La Balada del Café Central
Hay cierta clase de gente que sólo sale por la Alameda y que la visita cuando quiere sentirse en casa. Hay prostitutas rubias de bote que enseñan las tetas a las siete de la tarde y esperan billetes para espantar el mono, y gorrillas que lanzan litronas para luchar por un terreno que no es suyo ni es de nadie. Están la estatua del maestro Caracol y el bullicio puntual del mercadillo, y la gente se ríe y habla, y hay espacio donde encender un fueguito, tocar el djembé, fumarse unos porros como un rito antiguo, detener el tiempo.

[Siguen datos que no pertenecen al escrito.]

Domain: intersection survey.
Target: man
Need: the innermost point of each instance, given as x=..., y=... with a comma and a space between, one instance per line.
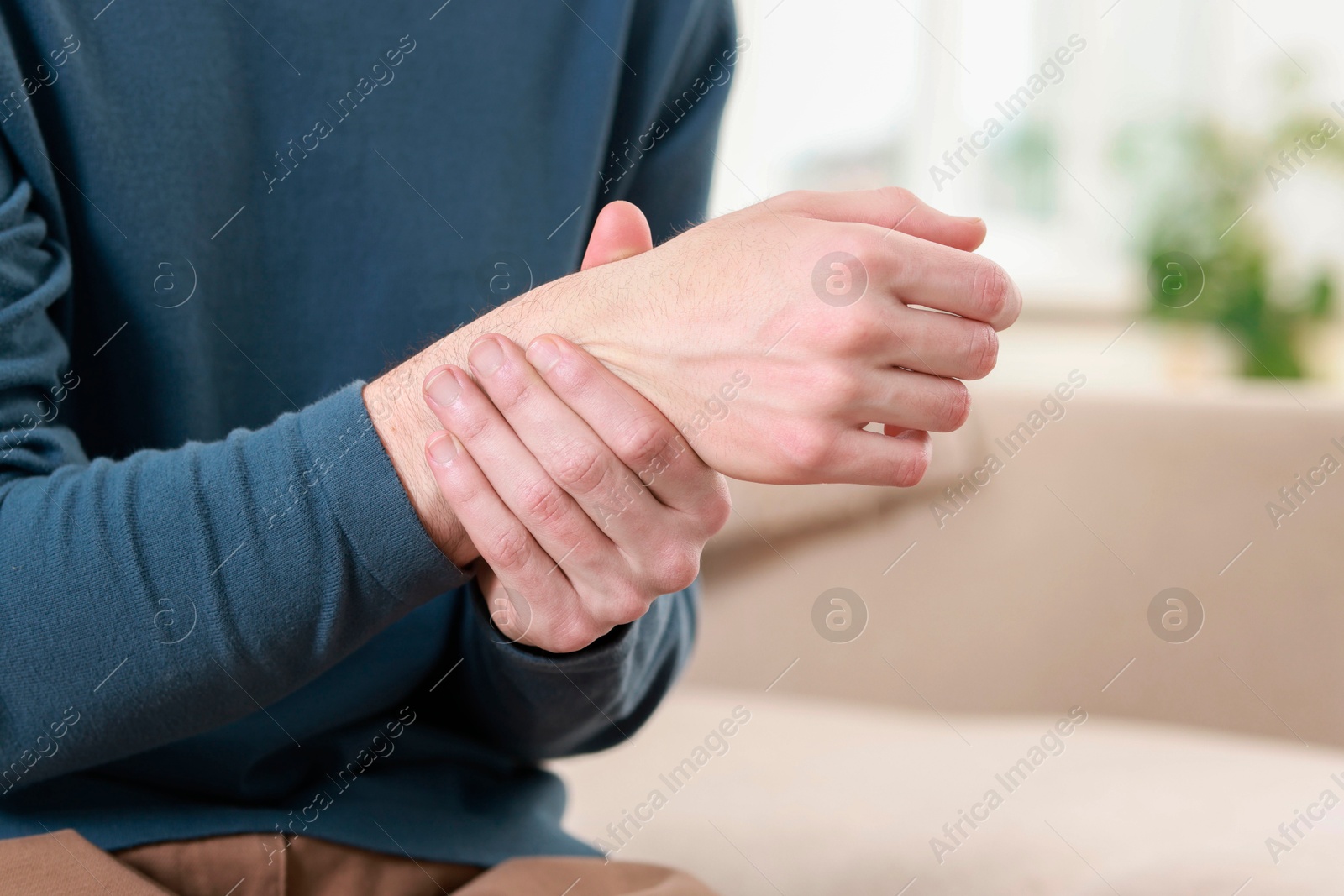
x=260, y=654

Hay días en los que el cielo se te cae trozo a trozo y esa Alameda cabrona e inhóspita, comprometida y acogedora, es el único lugar donde todo se derrumba y se reconstruye, una y otra vez.

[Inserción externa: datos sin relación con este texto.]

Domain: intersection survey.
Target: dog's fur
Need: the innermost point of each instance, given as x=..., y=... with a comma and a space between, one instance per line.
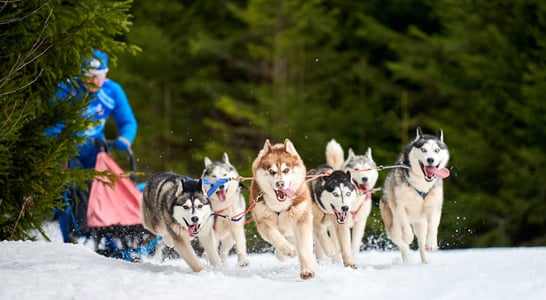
x=283, y=203
x=333, y=194
x=412, y=198
x=364, y=175
x=177, y=209
x=227, y=201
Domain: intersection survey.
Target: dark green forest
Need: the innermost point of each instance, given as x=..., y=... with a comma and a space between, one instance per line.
x=207, y=77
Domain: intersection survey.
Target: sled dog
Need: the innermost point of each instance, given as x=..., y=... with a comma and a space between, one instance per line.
x=283, y=205
x=227, y=201
x=413, y=196
x=176, y=208
x=364, y=175
x=333, y=193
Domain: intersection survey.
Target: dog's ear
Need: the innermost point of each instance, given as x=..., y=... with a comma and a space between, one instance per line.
x=225, y=158
x=179, y=188
x=267, y=146
x=369, y=153
x=440, y=135
x=350, y=153
x=201, y=186
x=419, y=134
x=289, y=147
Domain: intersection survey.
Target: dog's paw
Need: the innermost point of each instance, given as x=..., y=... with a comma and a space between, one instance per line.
x=307, y=274
x=285, y=251
x=431, y=248
x=351, y=265
x=243, y=263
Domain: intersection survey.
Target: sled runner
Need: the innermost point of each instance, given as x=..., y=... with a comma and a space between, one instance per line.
x=107, y=216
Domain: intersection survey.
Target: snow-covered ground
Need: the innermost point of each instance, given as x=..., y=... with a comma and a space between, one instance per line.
x=52, y=270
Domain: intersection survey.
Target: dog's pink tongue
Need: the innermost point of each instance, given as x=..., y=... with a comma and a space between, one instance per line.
x=221, y=195
x=289, y=193
x=441, y=173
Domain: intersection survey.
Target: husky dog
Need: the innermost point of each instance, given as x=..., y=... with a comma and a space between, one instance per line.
x=177, y=209
x=283, y=205
x=333, y=193
x=227, y=201
x=364, y=175
x=413, y=196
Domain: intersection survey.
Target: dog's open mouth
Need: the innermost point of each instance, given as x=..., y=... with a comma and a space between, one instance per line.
x=341, y=216
x=432, y=172
x=282, y=195
x=221, y=193
x=193, y=229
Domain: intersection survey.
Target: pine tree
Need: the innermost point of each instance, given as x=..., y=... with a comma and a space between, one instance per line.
x=43, y=43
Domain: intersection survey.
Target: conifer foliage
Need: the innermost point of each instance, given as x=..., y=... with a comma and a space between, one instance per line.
x=41, y=44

Los bares la escogen a una como la escogen quienes van al lado, bares para espantar el miedo, para huir de la lluvia, para reencontrarse. Bares que son capaces de engañar a esta sociedad prejuiciosa y conservadora, donde acuden gays y heteros haciendo rancho común, como si realmente estuviera cerca el día en que todos fuéramos capaces de 'entender' un poco mejor. El Café Central toca sus horas de retirada y los minutos de lucha por llegar a la barra o pillar una mesa y se escucha a Lenny Kravitz y a La Unión, que me traslada a los acantilados de plata de Aguadú en esta Sevilla que no tiene mar.
La Balada del Café Central sólo puede cantarse desde la distancia, bares que son otra ciudad, a unos pocos cientos de kilómetros, en un lugar que no elegiste y con locales asépticos sin camareros que sonríen, y sin mesas con gatos y sin algunas caras a las que quisieras ver más a menudo. Se entona bajito, sin conversaciones en corro, sin humo de hachís, sin aroma de vino, sin cuadros de caballos, sin amigos cerca. Esos amigos que esperan verte caminar de nuevo por la Alameda, de nuevo en casa.